CloudNativePG configures the startup probe with the following default parameters:
failureThreshold: FAILURE_THRESHOLD
periodSeconds: 10
successThreshold: 1
timeoutSeconds: 5
Here, FAILURE_THRESHOLD
is calculated as startDelay
divided by
periodSeconds
.
If the default behavior based on startDelay
is not suitable for your use
case, you can take full control of the startup probe by specifying custom
parameters in the .spec.probes.startup
stanza. Note that defining this stanza
will override the default behavior, including the use of startDelay
.
Warning
Ensure that any custom probe settings are aligned with your cluster’s operational requirements to prevent unintended disruptions.
Info
For detailed information about probe configuration, refer to the probe API.

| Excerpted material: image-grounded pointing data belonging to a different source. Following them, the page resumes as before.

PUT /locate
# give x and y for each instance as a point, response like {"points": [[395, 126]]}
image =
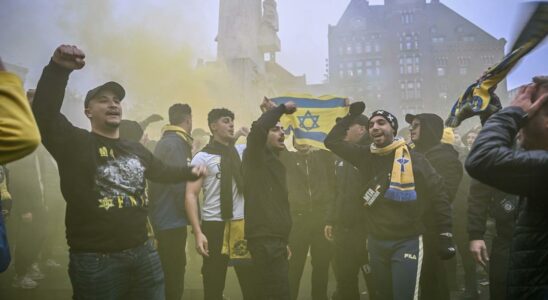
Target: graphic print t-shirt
{"points": [[211, 208]]}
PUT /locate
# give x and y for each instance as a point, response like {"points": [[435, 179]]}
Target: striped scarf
{"points": [[402, 182]]}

For example, the following configuration bypasses startDelay
entirely:
# ... snip
spec:
probes:
startup:
periodSeconds: 3
timeoutSeconds: 3
failureThreshold: 10
Liveness Probe
The liveness probe begins after the startup probe succeeds and is responsible for detecting if the PostgreSQL instance has entered a broken state that requires a restart of the pod.
The amount of time before a Pod is classified as not alive is configurable via
the .spec.livenessProbeTimeout
parameter.
CloudNativePG configures the liveness probe with the following default parameters:
failureThreshold: FAILURE_THRESHOLD
periodSeconds: 10
successThreshold: 1
timeoutSeconds: 5
Here, FAILURE_THRESHOLD
is calculated as livenessProbeTimeout
divided by
periodSeconds
.
By default, .spec.livenessProbeTimeout
is set to 30
seconds. This means the
liveness probe will report a failure if it detects three consecutive probe
failures, with a 10-second interval between each check.
If the default behavior using livenessProbeTimeout
does not meet your needs,
you can fully customize the liveness probe by defining parameters in the
.spec.probes.liveness
stanza. Keep in mind that specifying this stanza will
override the default behavior, including the use of livenessProbeTimeout
.
Warning
Ensure that any custom probe settings are aligned with your cluster’s operational requirements to prevent unintended disruptions.
Info
For more details on probe configuration, refer to the probe API.
For example, the following configuration overrides the default behavior and
bypasses livenessProbeTimeout
:
# ... snip
spec:
probes:
liveness:
periodSeconds: 3
timeoutSeconds: 3
failureThreshold: 10
Readiness Probe
The readiness probe determines when a pod running a PostgreSQL instance is prepared to accept traffic and serve requests.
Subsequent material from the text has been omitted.